Online Data Recovery in Wireless Sensor Networks

Each node in a wireless sensor network has some data storage capability that preserves gathered data until that data is either requested by a data collector, or utilized by the network itself. Local storage, where every node stores its own data locally, is disadvantageous because a software or mechanical failure may cause permanent data loss of some or all of the data. Robust distributed networked storage, where each node stores its data amongst other nodes in a redundant manner, offers higher levels of data persistence than local storage. Using a distributed storage scheme, a data collector can reconstruct any node's data by downloading a portion of data from a previously defined threshold number of nodes.
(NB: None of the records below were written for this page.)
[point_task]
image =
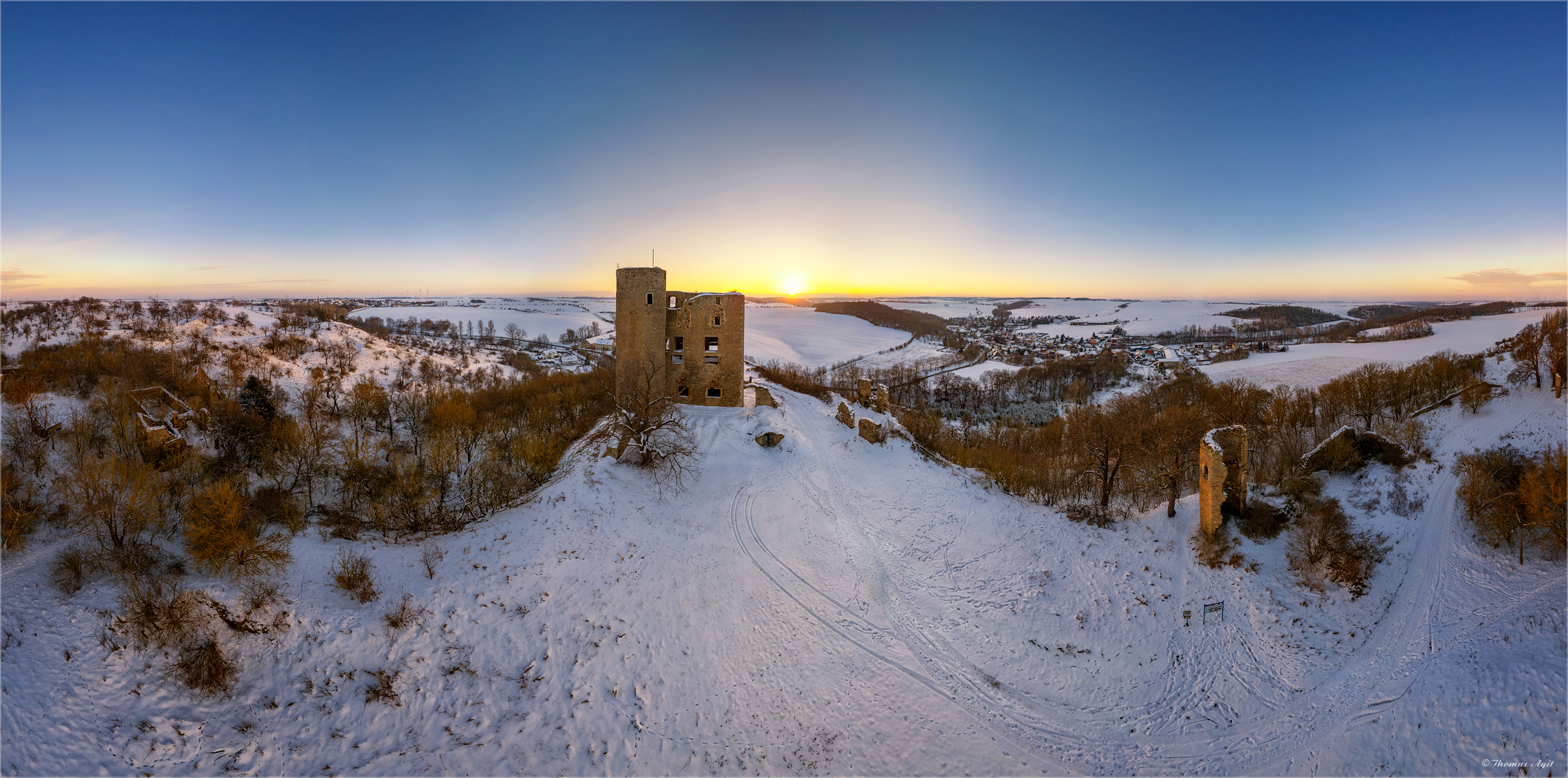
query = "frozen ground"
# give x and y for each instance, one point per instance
(1311, 365)
(834, 607)
(536, 317)
(809, 338)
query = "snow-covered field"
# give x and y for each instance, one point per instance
(838, 607)
(834, 606)
(809, 338)
(536, 322)
(1313, 365)
(1143, 316)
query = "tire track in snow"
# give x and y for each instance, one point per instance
(1272, 739)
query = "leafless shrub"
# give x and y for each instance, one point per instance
(1090, 514)
(353, 575)
(1217, 550)
(71, 567)
(402, 615)
(204, 669)
(383, 689)
(428, 558)
(156, 611)
(1323, 545)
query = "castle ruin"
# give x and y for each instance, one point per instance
(688, 346)
(1222, 475)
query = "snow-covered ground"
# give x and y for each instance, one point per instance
(809, 338)
(536, 322)
(1313, 365)
(834, 606)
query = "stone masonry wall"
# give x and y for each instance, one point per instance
(1222, 475)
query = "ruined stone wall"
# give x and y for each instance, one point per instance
(693, 341)
(1222, 475)
(639, 331)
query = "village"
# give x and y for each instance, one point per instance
(1023, 342)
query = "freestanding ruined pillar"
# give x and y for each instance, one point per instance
(1222, 475)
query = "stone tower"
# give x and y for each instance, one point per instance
(690, 346)
(1222, 475)
(639, 331)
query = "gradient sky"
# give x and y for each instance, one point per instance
(1159, 151)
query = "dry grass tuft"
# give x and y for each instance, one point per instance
(204, 669)
(353, 575)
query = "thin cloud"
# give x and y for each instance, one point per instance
(253, 283)
(1509, 278)
(19, 280)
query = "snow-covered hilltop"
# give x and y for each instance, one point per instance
(830, 606)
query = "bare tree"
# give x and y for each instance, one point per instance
(649, 429)
(186, 310)
(1106, 439)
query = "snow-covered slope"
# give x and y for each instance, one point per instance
(834, 606)
(1311, 365)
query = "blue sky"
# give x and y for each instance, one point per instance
(1142, 149)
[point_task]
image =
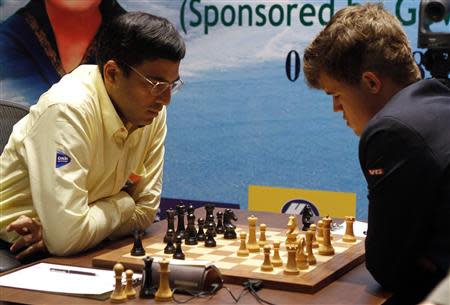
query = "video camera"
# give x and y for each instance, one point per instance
(434, 35)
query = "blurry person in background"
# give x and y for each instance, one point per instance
(46, 39)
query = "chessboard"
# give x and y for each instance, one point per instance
(236, 269)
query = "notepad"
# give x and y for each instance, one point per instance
(63, 279)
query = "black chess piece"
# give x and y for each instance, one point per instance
(170, 248)
(230, 233)
(210, 241)
(181, 209)
(191, 232)
(190, 209)
(307, 213)
(219, 227)
(170, 222)
(201, 234)
(148, 290)
(230, 229)
(178, 251)
(210, 217)
(138, 249)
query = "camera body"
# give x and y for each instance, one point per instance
(432, 12)
(434, 35)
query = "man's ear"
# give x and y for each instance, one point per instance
(111, 71)
(372, 82)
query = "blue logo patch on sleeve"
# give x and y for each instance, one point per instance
(62, 159)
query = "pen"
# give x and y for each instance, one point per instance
(72, 271)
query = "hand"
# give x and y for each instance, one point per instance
(31, 241)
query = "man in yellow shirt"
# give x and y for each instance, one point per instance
(87, 162)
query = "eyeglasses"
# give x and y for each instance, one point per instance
(159, 87)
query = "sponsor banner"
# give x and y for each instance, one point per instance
(293, 201)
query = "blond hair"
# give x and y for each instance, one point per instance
(357, 39)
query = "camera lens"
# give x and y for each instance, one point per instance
(436, 10)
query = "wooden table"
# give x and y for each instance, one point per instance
(355, 287)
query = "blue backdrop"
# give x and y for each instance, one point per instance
(239, 120)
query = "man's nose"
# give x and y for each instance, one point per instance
(164, 97)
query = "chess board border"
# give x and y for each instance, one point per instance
(307, 282)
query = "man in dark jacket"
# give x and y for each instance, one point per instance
(363, 60)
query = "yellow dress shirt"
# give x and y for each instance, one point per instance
(72, 163)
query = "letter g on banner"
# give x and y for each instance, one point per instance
(292, 61)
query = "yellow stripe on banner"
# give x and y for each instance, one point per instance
(292, 201)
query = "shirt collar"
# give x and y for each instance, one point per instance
(113, 124)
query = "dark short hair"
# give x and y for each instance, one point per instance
(136, 36)
(360, 38)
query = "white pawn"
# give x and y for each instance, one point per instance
(243, 251)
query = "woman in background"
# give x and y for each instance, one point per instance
(46, 39)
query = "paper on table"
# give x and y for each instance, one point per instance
(40, 277)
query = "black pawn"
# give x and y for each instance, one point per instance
(138, 249)
(210, 217)
(170, 248)
(210, 241)
(178, 251)
(170, 222)
(191, 232)
(148, 290)
(219, 228)
(201, 234)
(181, 209)
(190, 209)
(230, 233)
(307, 213)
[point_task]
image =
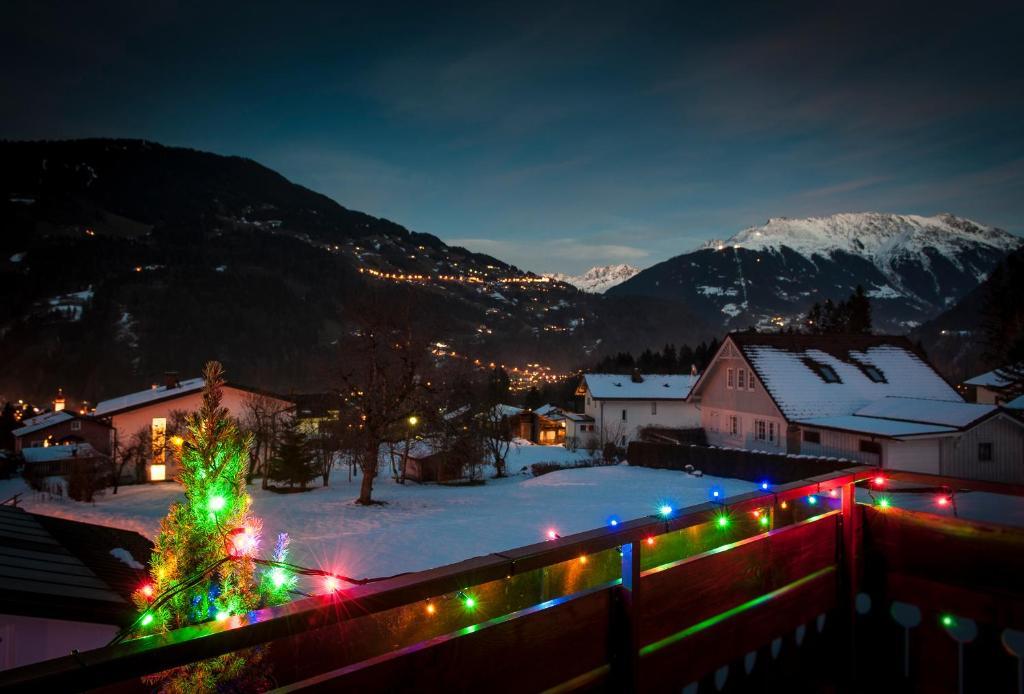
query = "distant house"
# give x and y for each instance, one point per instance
(622, 405)
(152, 410)
(64, 586)
(989, 388)
(64, 428)
(869, 398)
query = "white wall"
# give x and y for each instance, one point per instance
(669, 414)
(26, 640)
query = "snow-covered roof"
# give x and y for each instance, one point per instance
(877, 426)
(990, 379)
(45, 453)
(945, 413)
(42, 422)
(653, 386)
(791, 370)
(150, 395)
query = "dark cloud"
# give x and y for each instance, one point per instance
(632, 130)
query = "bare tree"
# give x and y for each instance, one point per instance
(382, 361)
(262, 418)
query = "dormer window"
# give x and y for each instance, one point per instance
(827, 374)
(823, 371)
(873, 374)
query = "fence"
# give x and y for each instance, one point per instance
(740, 464)
(755, 592)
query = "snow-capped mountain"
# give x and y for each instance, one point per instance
(912, 267)
(598, 279)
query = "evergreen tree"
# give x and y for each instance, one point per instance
(293, 460)
(202, 566)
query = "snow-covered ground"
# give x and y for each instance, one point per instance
(422, 526)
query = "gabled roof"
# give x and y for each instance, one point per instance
(42, 422)
(877, 426)
(160, 393)
(990, 379)
(68, 570)
(653, 386)
(795, 372)
(148, 396)
(47, 420)
(946, 413)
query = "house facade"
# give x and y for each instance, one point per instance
(64, 428)
(868, 398)
(621, 406)
(156, 410)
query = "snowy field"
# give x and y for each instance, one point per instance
(422, 526)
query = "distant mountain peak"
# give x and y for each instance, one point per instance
(598, 279)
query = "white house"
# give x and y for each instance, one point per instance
(870, 398)
(621, 405)
(155, 408)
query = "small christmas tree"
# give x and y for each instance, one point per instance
(203, 565)
(293, 460)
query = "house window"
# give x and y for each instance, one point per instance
(158, 437)
(870, 446)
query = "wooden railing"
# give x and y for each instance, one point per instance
(650, 604)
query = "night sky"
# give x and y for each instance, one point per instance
(555, 136)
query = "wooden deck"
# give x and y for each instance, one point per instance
(804, 601)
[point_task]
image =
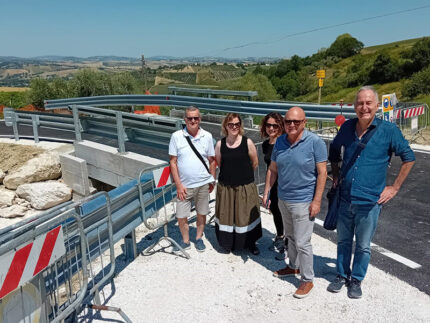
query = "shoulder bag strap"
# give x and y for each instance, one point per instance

Consider a set of nodes storing some data distributively. The failure of any node in that set, reduces the data's level of redundancy. However, if a newcomer joins the network, it can be used to restore the data's level of redundancy, by downloading some data from a threshold number of live nodes. This recovery process is termed regeneration. In the case of a software failure, the node that failed may be reassigned to be the newcomer, if it is able to return to its previous working state. In this paper, we generalize the terms reconstruction and regeneration to the term recovery. We propose a framework that serves as a measure of performance for algorithms targeting data persistence. We then propose one such algorithm and show that it achieves a constant approximation ratio of the optimal, with respect to the framework. Finally, we conclude with simulations analyzing the proposed data recovery framework.